1. Verweerder heeft het bestreden besluit gebaseerd op artikel 30, eerste lid, van de Vreemdelingenwet 2000 (Vw), daarin is bepaald dat een aanvraag tot het verlenen van een verblijfsvergunning voor bepaalde tijd niet in behandeling wordt genomen indien op grond van Verordening (EU) nr. 604/2013 (Dublinverordening) is vastgesteld dat een andere
lidstaat verantwoordelijk is voor de behandeling van de aanvraag. In dit geval heeft Nederland bij Duitsland een verzoek om terugname gedaan. Duitsland heeft dit verzoek aanvaard.
2. De rechtbank ziet zich allereerst ambtshalve voor de vraag gesteld of eiser procesbelang heeft bij het beroep. In zijn bericht van 12 maart 2020 heeft verweerder gesteld dat eiser blijkens meldingen van de vreemdelingenpolitie en het Centraal Orgaan opvang asielzoekers op 2 maart 2020 met onbekende bestemming is vertrokken.
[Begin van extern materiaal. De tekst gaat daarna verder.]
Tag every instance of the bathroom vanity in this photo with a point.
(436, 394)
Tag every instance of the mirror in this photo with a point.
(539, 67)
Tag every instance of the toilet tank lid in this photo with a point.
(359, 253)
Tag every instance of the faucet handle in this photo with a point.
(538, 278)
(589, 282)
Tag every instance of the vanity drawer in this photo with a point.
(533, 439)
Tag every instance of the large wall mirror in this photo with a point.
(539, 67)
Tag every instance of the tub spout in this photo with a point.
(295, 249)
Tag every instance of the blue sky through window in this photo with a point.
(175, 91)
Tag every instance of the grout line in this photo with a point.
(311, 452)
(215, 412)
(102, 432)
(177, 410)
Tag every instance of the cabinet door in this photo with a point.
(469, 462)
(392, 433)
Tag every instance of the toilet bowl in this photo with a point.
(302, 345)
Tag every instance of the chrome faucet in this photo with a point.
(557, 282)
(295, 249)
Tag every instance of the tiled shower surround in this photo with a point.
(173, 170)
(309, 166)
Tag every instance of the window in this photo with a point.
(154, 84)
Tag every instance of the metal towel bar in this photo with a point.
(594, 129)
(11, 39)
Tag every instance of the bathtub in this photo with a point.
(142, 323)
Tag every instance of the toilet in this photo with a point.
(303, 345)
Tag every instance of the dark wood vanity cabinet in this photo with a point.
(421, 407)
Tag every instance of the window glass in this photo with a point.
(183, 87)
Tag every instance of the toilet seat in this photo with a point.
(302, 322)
Bij bericht van 12 maart 2020 heeft de gemachtigde van eiser verklaard geen contact meer te hebben met eiser.
3. Uit vaste rechtspraak van de Afdeling bestuursrechtspraak van de Raad van State (ABRvS), onder meer van 22 januari 20141, blijkt dat, indien de vreemdeling met onbekende bestemming is vertrokken zonder contact te onderhouden met zijn gemachtigde, wordt geconcludeerd dat hij kennelijk geen prijs meer stelt op de door hem aanvankelijk gezochte bescherming hier te lande. In dat geval heeft de vreemdeling geen rechtens te beschermen belang meer bij een inhoudelijke beoordeling van het ingestelde beroep, aldus de ABRvS.
4. Gezien de hiervoor genoemde omstandigheden neemt de rechtbank aan dat eiser met onbekende bestemming is vertrokken en dat hij geen prijs meer stelt op de door hem aanvankelijk gezochte bescherming hier te lande. De rechtbank is daarom van oordeel dat eiser geen rechtens te beschermen belang meer heeft bij een beoordeling van de rechtmatigheid van het bestreden besluit.
5. Gelet op het voorgaande is het beroep niet-ontvankelijk.

Beslissing

De rechtbank verklaart het beroep niet-ontvankelijk.
Deze uitspraak is gedaan door mr. M. Wolfrat, rechter, in aanwezigheid van mr. A. Vranken, griffier.
Als gevolg van maatregelen rondom het coronavirus is deze uitspraak niet uitgesproken op een openbare uitsprakenzitting. Zodra het openbaar uitspreken weer mogelijk is, wordt deze uitspraak alsnog in het openbaar uitgesproken.
Deze uitspraak is bekendgemaakt op:
17 april 2020

Documentcode: [documentnummer]

Rechtsmiddel

Tegen deze uitspraak kan hoger beroep worden ingesteld bij de Afdeling bestuursrechtspraak van de Raad van State binnen één week na de dag van bekendmaking.